Happy Yom Kippur
I took the day off to sit on a chilly length of Ocean Beach, meditating on not eating and absolving all the sins I spent the other 364 days accumulating. Everything else seemed to be proceeding as normal. The 38 still chugged down Geary like a tired worm, its windows perpetually crammed with shriveled Chinese men and painted Russian babushkas. The prickly odors of pork dumplings and sweet buns still lunged at me from dingy storefronts. The homeless men still flashed their battered-window grins and the twelve-year-old skateboard pseudopunks still snaked through ever-coming traffic. I waited for wisdom to arrive on my sandy perch, some heady aphorism to get me through October. But mostly I felt hungry and tired and cold. I've never been religious so I guess the best bits of enlightenment go to the old, back-bent men first anyway. The ones who've suffered, who've faithfully kept weekly appointments at temples, who've fulfilled minyans and can grace moments with the throaty poetry of Hebrew at will. That's not me.
So I turned to my headphones instead, where I've always found refuge. In the burn-it-down DIY ethos of punk, I discovered the power of self-definition. Among the epic wilderness of Radiohead and Modest Mouse, I found solace in their existential confusion. And just try telling me that you can't find a healthy dollop of rapture in vintage James Brown. Scrolling through my MP3s today though, I stopped on Portland duo Talkdemonic's Beat Romantic. There seemed something right about instrumental music, a spareness that fit the occasion. It's an album that's moved me tremendously since I first heard it, but it felt even more powerful today. I let it serve as my soundtrack for atonement, but it was so much more simultaneously.

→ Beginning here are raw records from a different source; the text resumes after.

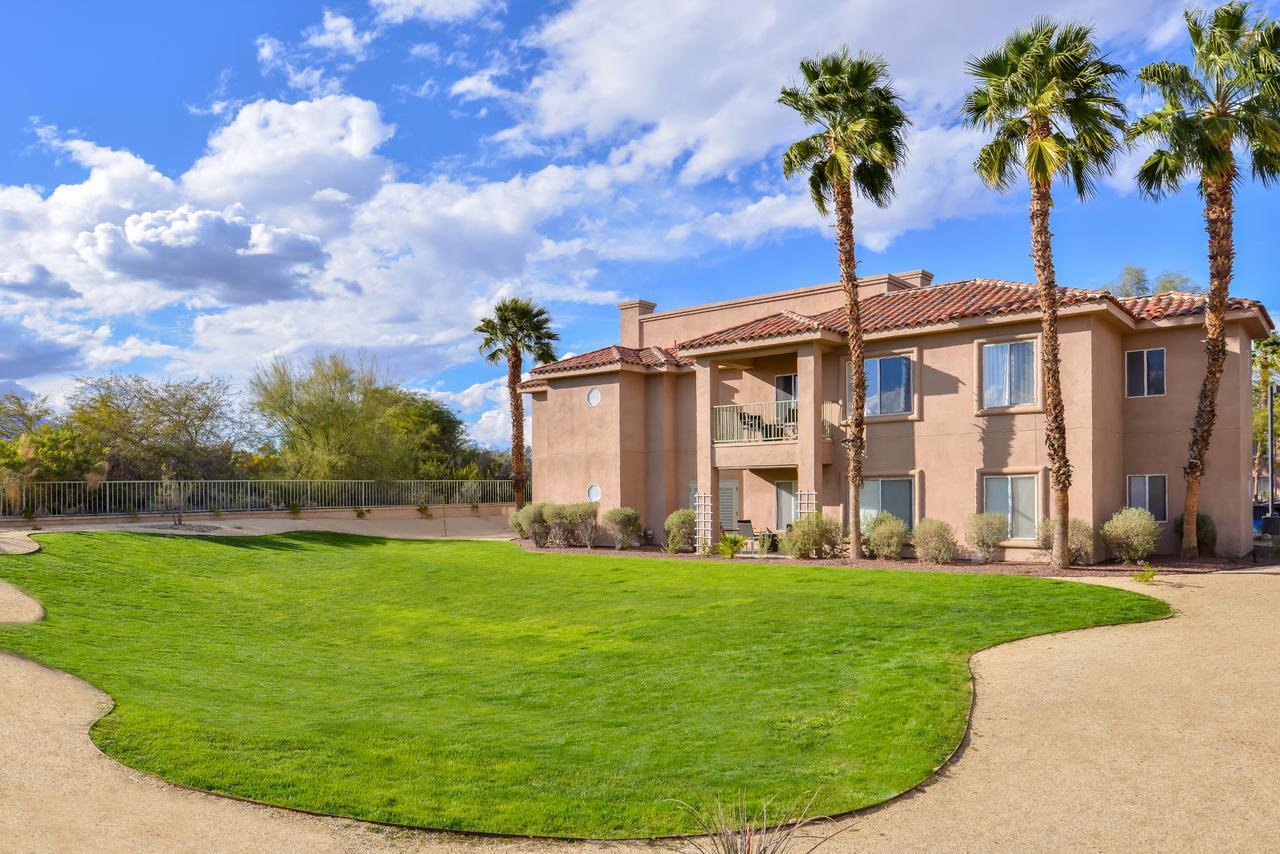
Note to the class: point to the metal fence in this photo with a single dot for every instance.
(141, 497)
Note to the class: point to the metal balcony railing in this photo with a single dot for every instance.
(767, 421)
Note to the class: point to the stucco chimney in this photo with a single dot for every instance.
(915, 278)
(631, 313)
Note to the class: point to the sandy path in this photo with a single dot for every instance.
(1157, 735)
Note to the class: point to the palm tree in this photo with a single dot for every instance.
(1226, 101)
(859, 146)
(515, 328)
(1050, 99)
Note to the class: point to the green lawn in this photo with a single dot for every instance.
(476, 686)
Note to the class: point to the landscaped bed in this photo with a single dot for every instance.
(478, 686)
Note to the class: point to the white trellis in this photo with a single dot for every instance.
(703, 521)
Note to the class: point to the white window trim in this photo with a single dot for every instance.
(1036, 516)
(982, 375)
(910, 523)
(1146, 479)
(1144, 351)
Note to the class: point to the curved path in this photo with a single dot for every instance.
(1155, 735)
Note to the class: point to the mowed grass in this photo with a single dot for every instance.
(478, 686)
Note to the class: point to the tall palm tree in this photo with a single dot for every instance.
(1225, 103)
(515, 328)
(1048, 96)
(859, 146)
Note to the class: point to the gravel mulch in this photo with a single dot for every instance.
(1166, 565)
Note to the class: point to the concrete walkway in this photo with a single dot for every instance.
(1157, 735)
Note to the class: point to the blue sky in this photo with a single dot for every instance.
(192, 188)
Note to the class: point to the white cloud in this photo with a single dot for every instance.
(216, 252)
(338, 33)
(432, 10)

It was an altar of longing, a temple of hope, a monument of emotion. It was the old world of the violin and the new world of electronics, the windswept stretch of beach and the flustering city behind it. And it was holy too. Maybe not holy in the way of black-draped men with bushy beards and spiraling payot or millennia-old teachings encased in dusty volumes, but it was as close as I could get. It was art as salvation and I was happy to worship.